After Cyprus, Eurozone Faces Tough Bank Regime

A rescue programme agreed for Cyprus on Monday represents a new template for resolving euro zone banking problems and other countries may have to restructure their banking sectors, the head of the region's finance ministers said.

"What we've done last night is what I call pushing back the risks,'' Dutch Finance Minister Jeroen Dijsselbloem, who heads the Eurogroup of euro zone finance ministers, told Reuters and the Financial Times hours after the Cyprus deal was struck.

"If there is a risk in a bank, our first question should be 'Okay, what are you in the bank going to do about that? What can you do to recapitalise yourself?'. If the bank can't do it, then we'll talk to the shareholders and the bondholders, we'll ask them to contribute in recapitalising the bank, and if necessary the uninsured deposit holders,'' he said.

After 12 hours of talks with the EU and IMF, Cyprus agreed to shut down its second largest bank, with insured deposits - those below 100,000 euros - moved to the Bank of Cyprus, the country's largest lender.

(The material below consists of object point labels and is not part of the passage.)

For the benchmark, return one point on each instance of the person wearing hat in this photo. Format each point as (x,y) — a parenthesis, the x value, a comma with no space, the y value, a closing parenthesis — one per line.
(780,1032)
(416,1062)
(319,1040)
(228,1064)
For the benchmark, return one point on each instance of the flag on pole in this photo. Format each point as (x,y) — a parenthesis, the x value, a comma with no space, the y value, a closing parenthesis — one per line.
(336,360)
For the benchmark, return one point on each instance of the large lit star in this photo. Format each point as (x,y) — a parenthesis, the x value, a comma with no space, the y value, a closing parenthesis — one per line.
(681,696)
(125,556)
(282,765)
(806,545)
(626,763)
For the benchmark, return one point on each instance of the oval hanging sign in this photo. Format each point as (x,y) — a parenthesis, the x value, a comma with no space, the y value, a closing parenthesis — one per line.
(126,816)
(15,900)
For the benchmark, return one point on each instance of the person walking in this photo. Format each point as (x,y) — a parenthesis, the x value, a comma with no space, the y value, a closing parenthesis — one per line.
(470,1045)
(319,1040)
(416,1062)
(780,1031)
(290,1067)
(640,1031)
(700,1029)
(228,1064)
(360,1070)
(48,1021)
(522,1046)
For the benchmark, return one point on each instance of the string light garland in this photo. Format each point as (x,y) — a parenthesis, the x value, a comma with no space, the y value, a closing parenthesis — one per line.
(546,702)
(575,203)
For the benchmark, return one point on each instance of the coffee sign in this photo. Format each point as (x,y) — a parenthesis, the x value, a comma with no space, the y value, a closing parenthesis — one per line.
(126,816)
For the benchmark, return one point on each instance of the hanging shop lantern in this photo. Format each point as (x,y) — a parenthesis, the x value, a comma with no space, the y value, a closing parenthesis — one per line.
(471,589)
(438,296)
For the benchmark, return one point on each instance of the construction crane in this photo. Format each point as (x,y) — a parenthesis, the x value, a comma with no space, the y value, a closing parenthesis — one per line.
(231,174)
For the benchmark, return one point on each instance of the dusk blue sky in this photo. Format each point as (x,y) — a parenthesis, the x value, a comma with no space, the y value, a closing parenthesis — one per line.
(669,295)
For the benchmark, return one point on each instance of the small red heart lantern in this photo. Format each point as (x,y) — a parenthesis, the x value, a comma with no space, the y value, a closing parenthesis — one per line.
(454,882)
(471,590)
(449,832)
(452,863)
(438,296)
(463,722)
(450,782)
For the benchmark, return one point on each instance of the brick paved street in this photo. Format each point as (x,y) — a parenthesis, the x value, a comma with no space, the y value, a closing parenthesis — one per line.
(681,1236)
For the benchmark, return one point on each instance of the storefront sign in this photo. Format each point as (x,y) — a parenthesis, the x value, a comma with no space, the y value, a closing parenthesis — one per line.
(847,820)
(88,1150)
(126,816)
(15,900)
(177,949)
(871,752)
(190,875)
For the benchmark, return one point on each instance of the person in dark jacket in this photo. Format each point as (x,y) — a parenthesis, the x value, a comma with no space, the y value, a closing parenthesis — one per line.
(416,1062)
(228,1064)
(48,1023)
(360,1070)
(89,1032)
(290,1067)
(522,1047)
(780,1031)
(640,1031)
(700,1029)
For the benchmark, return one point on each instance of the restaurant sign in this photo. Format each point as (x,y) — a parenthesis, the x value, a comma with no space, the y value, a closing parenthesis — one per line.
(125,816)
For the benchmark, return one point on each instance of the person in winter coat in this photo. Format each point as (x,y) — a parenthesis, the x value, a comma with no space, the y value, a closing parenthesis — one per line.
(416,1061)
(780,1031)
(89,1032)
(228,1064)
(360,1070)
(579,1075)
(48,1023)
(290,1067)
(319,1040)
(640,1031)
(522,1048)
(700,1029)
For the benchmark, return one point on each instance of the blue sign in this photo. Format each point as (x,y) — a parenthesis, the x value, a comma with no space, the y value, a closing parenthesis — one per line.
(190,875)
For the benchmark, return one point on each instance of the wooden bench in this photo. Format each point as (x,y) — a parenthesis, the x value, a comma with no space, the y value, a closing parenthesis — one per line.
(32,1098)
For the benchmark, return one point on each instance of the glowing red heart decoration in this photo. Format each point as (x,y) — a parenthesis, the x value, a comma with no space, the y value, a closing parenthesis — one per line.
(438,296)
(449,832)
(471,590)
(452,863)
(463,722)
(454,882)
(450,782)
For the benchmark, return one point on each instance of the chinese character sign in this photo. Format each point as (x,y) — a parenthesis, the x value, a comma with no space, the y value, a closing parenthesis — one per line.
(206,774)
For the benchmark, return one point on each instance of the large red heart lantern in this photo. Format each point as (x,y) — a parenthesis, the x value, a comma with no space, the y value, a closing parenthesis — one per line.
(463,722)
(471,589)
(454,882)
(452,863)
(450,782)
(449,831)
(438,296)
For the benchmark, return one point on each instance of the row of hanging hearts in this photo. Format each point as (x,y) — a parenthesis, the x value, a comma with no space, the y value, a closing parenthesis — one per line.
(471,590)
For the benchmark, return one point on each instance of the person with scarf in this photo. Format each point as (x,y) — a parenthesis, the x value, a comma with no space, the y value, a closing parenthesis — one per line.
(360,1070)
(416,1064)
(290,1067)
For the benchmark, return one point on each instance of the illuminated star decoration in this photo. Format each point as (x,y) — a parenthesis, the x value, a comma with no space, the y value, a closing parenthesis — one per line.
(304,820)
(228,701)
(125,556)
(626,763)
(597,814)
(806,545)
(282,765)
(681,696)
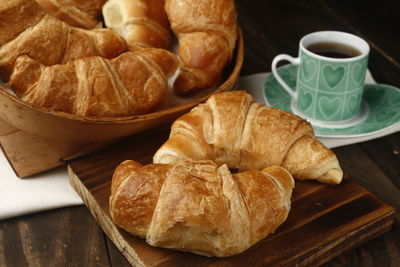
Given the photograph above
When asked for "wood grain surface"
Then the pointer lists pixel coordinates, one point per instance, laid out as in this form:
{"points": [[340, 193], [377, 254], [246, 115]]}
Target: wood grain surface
{"points": [[324, 221], [72, 237]]}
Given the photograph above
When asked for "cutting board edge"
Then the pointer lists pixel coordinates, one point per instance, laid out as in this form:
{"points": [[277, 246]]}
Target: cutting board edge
{"points": [[108, 226]]}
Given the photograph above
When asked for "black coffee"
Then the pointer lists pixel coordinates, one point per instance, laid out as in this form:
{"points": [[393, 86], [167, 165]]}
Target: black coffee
{"points": [[333, 50]]}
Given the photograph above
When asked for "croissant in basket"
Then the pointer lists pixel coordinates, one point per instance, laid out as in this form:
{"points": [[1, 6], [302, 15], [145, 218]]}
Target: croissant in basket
{"points": [[25, 29], [232, 129], [141, 22], [132, 83], [198, 207], [77, 13], [206, 32]]}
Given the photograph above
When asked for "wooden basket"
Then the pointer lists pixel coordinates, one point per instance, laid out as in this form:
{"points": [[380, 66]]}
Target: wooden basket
{"points": [[60, 136]]}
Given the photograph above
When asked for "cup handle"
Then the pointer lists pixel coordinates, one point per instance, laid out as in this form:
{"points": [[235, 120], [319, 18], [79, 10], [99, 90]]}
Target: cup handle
{"points": [[275, 61]]}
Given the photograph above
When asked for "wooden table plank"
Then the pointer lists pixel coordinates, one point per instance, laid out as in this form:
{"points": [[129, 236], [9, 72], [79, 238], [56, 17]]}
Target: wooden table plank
{"points": [[63, 237]]}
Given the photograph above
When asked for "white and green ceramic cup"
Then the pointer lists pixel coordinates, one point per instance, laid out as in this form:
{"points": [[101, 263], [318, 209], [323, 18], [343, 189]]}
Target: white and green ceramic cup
{"points": [[328, 90]]}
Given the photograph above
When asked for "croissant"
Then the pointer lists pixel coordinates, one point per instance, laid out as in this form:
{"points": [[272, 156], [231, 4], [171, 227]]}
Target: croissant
{"points": [[77, 13], [231, 128], [132, 83], [140, 22], [206, 32], [199, 207], [48, 40]]}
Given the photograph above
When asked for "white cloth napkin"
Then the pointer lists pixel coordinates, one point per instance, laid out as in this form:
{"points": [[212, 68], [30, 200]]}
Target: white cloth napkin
{"points": [[41, 192], [52, 189]]}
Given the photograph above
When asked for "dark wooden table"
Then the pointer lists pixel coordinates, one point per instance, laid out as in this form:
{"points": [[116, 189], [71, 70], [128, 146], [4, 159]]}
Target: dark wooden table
{"points": [[71, 237]]}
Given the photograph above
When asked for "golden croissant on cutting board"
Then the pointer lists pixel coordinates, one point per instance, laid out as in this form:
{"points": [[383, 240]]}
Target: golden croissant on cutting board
{"points": [[230, 128], [199, 207], [25, 29], [133, 83]]}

Uninsured deposits, those accounts with more than 100,000 euros, face losses of 4.2 billion euros.

Uninsured depositors in the Bank of Cyprus will have their accounts frozen while the bank is restructured and recapitalised. Any capital that is needed to strengthen the bank will be drawn from accounts above 100,000 euros.

The agreement is what is known as a ``bail-in'', with shareholders and bondholders in banks forced to bear the costs of the restructuring first, followed by uninsured depositors. Under EU rules, deposits up to 100,000 euros are guaranteed.

The approach marks a radical departure for euro zone policy after three years of crisis in which taxpayers across the region have effectively been on the hook for resolving problem banks and indebted governments via multiple rescue programmes. That process, with governments and taxpayers bearing the costs and providing the back stop, had to stop, Dijsselbloem said. Recent financial market calm meant now was the time to make the change, although he conceded there was some concern that it could unsettle markets again.

"If we want to have a healthy, sound financial sector, the only way is to say, 'Look, there where you take on the risks, you must deal with them, and if you can't deal with them, then you shouldn't have taken them on,''' he said.

"The consequences may be that it's the end of story, and that is an approach that I think, now that we are out of the heat of the crisis, we should take.'' If adopted by the euro zone, Dijsselbloem's template could also sound a death knell for a plan hatched nine months ago when the euro zone debt crisis was threatening to blow the currency area apart.

Then, euro zone leaders agreed that the bloc's future rescue fund should be allowed to recapitalise banks directly, thereby breaking the debilitating link between teetering banks and weak governments forced to bail them out. That may now never happen. Asked what the new approach meant for euro zone countries with highly leveraged banking sectors, such as Luxembourg and Malta, and for other countries with banking problems such as Slovenia, Dijsselbloem said they would have to shrink banks down.

"It means deal with it before you get in trouble. Strengthen your banks, fix your balance sheets and realise that if a bank gets in trouble, the response will no longer automatically be that we'll come and take away your problem. We're going to push them back. That's the first response we need. Push them back. You deal with them.''

ESM

The marked change in attitude, which Dijsselbloem agreed was a shift in strategy for EU policymakers, has consequences for how banks are recapitalised and for how financial markets react.    One of the major steps the euro zone has taken over the past three years has been to set up a rescue mechanism with guarantees and paid in capital totaling up to 700 billion euros-- the European Stability Mechanism.

The expectation was that the ESM would be able to directly recapitalise euro zone banks that run into trouble from mid-2014, once the European Central Bank has full oversight of all the region's banks.

The goal of the ESM and direct recapitalisation was to break the so-called ``doom loop'' between indebted governments and their banking sectors. Now, Dijsselbloem says the aim is for the ESM never to have to be used.

"We should aim at a situation where we will never need to even consider direct recapitalisation,'' he said. "If we have even more instruments in terms of bail-in and how far we can go on bail-in, the need for direct recap will become smaller and smaller.

''I think the approach needs to be, let's deal with the bankswithin the banks first, before looking at public money or any other instrument coming from the public side. Banks should basically be able to save themselves, or at least restructure or recapitalise themselves as far as possible.``

Dijsselbloem, 46, who took over as Eurogroup president only in January, said he had discussed the new approach with financial market participants and said he expected that they would adjust to the new regime over time.

''Now we're going down the bail-in track and I'm pretty confident that the markets will see this as a sensible, very concentrated and direct approach instead of a more general approach,`` he said.

''It will force all financial institutions, as well as investors, to think about the risks they are taking on because they will now have to realise that it may also hurt them. The risks might come towards them."